Prime Minister Shaukat Aziz said on Tuesday that no bodies of women or children had been found despite earlier statements by officials that the Islamists were holding hundreds of them in the mosque.
But some newspapers and observers expressed doubt.
“It will be a sort of miracle if no woman or children died,” human rights activist and lawyer Anees Jillani told AFP, adding that “it is a big achievement for the army then.”
Around 60 women and children have emerged from the complex since special forces launched the assault at dawn on Tuesday.
Another 1,300 people, around two-thirds of them women, fled earlier in the standoff. Officials said initial estimates of the number who left when the raid started appeared to have been overstated.
“The bodies will be fingerprinted and photographed for identification and investigation,” a senior security official said, as many parents were still awaiting news about their relatives.
Ghazi and students at the mosque, which houses a female madrassa, had been involved in an aggressive Taliban-style campaign for Islamic law in the capital, including the kidnapping of seven Chinese accused of prostitution.
Officials have said that militants with links to Al-Qaeda and Afghanistan’s Taliban movement were holed up in the compound. Ministers have said some Uzbek militants were among several foreigners inside.

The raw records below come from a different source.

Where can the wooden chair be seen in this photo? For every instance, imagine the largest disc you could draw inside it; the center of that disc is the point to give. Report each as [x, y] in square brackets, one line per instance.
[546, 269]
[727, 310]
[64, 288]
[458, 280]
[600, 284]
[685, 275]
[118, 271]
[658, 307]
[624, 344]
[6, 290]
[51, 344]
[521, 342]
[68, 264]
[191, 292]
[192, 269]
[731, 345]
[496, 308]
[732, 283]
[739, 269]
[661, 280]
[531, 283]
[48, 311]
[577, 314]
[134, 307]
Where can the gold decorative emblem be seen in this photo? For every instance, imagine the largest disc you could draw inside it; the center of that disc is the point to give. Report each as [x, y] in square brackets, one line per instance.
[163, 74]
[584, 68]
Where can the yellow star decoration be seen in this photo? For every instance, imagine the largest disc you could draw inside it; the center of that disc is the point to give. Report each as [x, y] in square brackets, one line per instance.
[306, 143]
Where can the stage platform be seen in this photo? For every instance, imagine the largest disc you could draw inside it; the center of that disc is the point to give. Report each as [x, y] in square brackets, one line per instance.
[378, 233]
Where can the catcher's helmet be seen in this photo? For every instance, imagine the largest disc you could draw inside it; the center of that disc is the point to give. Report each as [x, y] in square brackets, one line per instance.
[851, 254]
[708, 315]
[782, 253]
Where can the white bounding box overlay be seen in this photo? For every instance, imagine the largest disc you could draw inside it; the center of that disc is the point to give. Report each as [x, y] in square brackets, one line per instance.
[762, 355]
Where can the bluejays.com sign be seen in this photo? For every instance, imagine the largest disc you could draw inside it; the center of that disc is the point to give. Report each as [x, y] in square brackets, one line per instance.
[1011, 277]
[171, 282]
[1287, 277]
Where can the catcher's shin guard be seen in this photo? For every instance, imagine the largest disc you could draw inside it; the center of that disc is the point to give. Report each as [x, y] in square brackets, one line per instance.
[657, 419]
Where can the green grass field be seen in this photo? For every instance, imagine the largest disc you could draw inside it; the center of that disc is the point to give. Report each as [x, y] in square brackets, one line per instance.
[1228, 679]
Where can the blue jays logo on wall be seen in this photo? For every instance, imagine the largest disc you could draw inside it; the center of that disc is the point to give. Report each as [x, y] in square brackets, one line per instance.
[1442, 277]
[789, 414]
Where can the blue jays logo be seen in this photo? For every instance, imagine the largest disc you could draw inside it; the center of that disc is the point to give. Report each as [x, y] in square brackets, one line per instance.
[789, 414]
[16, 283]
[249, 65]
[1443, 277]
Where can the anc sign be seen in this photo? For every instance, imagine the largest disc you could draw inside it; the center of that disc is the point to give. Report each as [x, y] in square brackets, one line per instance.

The mosque siege followed street battles that broke out on July 3 between police and the mosque’s radical students.
The mosque uprising in the heart of the capital, close to foreign embassies, has posed an unprecedented challenge to Musharraf, a key ally in the US-led “war on terror.”
US intelligence chiefs urged Pakistan Thursday to wage a more vigorous pursuit of terrorism, warning that its lawless region bordering Afghanistan has become a sanctuary for Al-Qaeda and Taliban diehards.